SCHS: Court History — Rosette Detail

Earl Warren, 1953-1969

Chief Justice Earl Warren, 1953-1969
EARL WARREN was born in Los Angeles, California, on March 19, 1891. He was graduated from the University of California in 1912 and went on to receive a law degree there in 1914. He practiced for a time in law offices in San Francisco and Oakland. In 1919, Warren became Deputy City Attorney of Oakland, beginning a life in public service. In 1920, he became Deputy Assistant District Attorney of Alameda County. In 1925, he was appointed District Attorney of Alameda County, to fill an unexpired term, and was elected and re-elected to the office in his own right in 1926, 1930, and 1934. In 1938, he was elected Attorney General of California. In 1942, Warren was elected Governor of California, and he was twice re-elected.

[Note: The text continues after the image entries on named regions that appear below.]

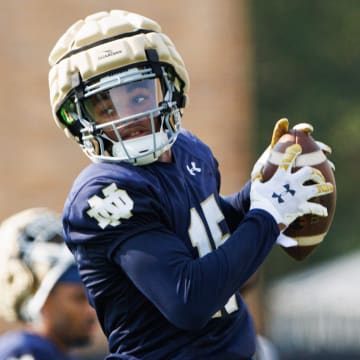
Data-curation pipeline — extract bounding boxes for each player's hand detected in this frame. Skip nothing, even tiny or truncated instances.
[251,118,335,179]
[250,144,334,230]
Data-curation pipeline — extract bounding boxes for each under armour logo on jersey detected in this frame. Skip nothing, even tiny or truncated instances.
[87,183,134,229]
[7,354,35,360]
[272,184,296,204]
[186,161,201,176]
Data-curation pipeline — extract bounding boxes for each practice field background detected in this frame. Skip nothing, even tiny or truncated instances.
[0,0,360,359]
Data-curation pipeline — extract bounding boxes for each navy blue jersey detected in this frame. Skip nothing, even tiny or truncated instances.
[63,131,279,360]
[0,331,74,360]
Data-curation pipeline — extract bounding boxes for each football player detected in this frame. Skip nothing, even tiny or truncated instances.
[0,208,96,360]
[49,10,332,360]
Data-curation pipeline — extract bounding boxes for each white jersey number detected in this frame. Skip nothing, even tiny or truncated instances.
[188,195,238,317]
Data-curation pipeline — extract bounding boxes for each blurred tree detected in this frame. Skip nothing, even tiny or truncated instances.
[249,0,360,278]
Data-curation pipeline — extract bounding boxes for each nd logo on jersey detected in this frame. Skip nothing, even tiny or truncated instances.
[87,183,134,229]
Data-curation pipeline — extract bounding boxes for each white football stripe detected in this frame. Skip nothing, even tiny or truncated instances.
[269,150,326,167]
[295,233,326,246]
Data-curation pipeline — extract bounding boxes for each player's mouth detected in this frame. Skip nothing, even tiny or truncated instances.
[120,124,151,140]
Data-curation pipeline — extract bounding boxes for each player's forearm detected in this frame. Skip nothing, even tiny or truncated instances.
[116,210,278,330]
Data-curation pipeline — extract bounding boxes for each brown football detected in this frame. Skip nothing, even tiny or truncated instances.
[263,124,336,260]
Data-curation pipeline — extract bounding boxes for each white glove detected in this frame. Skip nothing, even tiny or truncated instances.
[250,144,333,230]
[251,118,289,179]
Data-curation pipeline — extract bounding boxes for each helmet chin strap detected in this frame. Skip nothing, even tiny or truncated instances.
[112,129,170,165]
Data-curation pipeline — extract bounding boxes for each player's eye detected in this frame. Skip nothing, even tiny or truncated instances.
[99,107,116,117]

In 1948, he was the Republican nominee for Vice President of the United States, and in 1952, he sought the Republican party’s nomination for President. On September 30, 1953, President Dwight D. Eisenhower nominated Warren Chief Justice of the United States under a recess appointment. The Senate confirmed the appointment on March 1, 1954. Warren served as Chairman of the Judicial Conference of the United States from 1953 to 1969 and as Chairman of the Federal Judicial Center from 1968 to 1969. He also chaired the commission of inquiry into the assassination of President John F. Kennedy in 1963. He retired on June 23, 1969, after fifteen years of service, and died on July 9, 1974, at the age of eighty-three.